待ちに待ったインターハイ地区予選が始まった。
1年生でベンチを暖めていた昨年は、県大会には進んだものの初戦敗退に終った『A高』。今年は、ご存知にゃべ、ゴトー、ドージマの2年生最強トリオが3年生を抑え、3トップを形成する豪華布陣で前年の雪辱を誓う。

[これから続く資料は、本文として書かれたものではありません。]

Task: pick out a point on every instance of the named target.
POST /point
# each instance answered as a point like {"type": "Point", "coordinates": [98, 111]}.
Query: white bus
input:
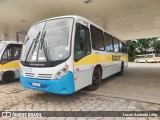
{"type": "Point", "coordinates": [9, 60]}
{"type": "Point", "coordinates": [64, 54]}
{"type": "Point", "coordinates": [145, 58]}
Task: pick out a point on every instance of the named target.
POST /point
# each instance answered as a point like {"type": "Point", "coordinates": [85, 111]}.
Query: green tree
{"type": "Point", "coordinates": [156, 46]}
{"type": "Point", "coordinates": [143, 44]}
{"type": "Point", "coordinates": [131, 47]}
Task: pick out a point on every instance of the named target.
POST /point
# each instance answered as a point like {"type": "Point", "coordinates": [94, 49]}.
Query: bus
{"type": "Point", "coordinates": [145, 58]}
{"type": "Point", "coordinates": [9, 60]}
{"type": "Point", "coordinates": [65, 54]}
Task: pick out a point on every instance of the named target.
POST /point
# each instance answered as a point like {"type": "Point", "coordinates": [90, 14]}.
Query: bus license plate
{"type": "Point", "coordinates": [36, 84]}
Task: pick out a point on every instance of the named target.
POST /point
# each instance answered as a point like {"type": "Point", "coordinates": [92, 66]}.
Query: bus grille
{"type": "Point", "coordinates": [30, 75]}
{"type": "Point", "coordinates": [45, 76]}
{"type": "Point", "coordinates": [39, 76]}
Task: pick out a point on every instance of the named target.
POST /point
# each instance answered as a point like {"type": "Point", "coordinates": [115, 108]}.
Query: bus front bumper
{"type": "Point", "coordinates": [64, 85]}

3人による熾烈なポジション争いの結果、総合力でにゃべ、ゴトーの両エースを抑えた怪物ドージマがセンターフォワードの座を射止めていた。昨年はもっぱらベンチ要員に終ったにゃべ、ゴトーとは対照的に、186cmの巨漢ドージマだけは試合にも抜擢されて活躍を見せていただけに、にゃべ、ゴトーの2人は
(これ以上、ヤツに差をつけられては堪らん!)
と、それぞれ期するものがあった。3人にとっては、高校で迎える初の大会であるとともに、サッカー少年ならば誰もが憧れる「インターハイ出場」という、夢のような大きな目標がある。
高校サッカーの「三大大会」と言われるのが、夏の「インターハイ(高校総体)」と冬の「全国選手権」、さらには「国体(国民体育大会)」の三大会だ。このうち国体は県代表の選抜チームの編成だけに、実質的には夏のインターハイと冬の全国選手権が「二大大会」として、にゃべらのターゲットとなる。
迎えた地区予選。10校が参加して行われるトーナメントの1回戦をシードされた『A高』は、2次リーグ戦からの登場だ。2次リーグは8校が出場し、4校ずつ2つのグループに分かれる。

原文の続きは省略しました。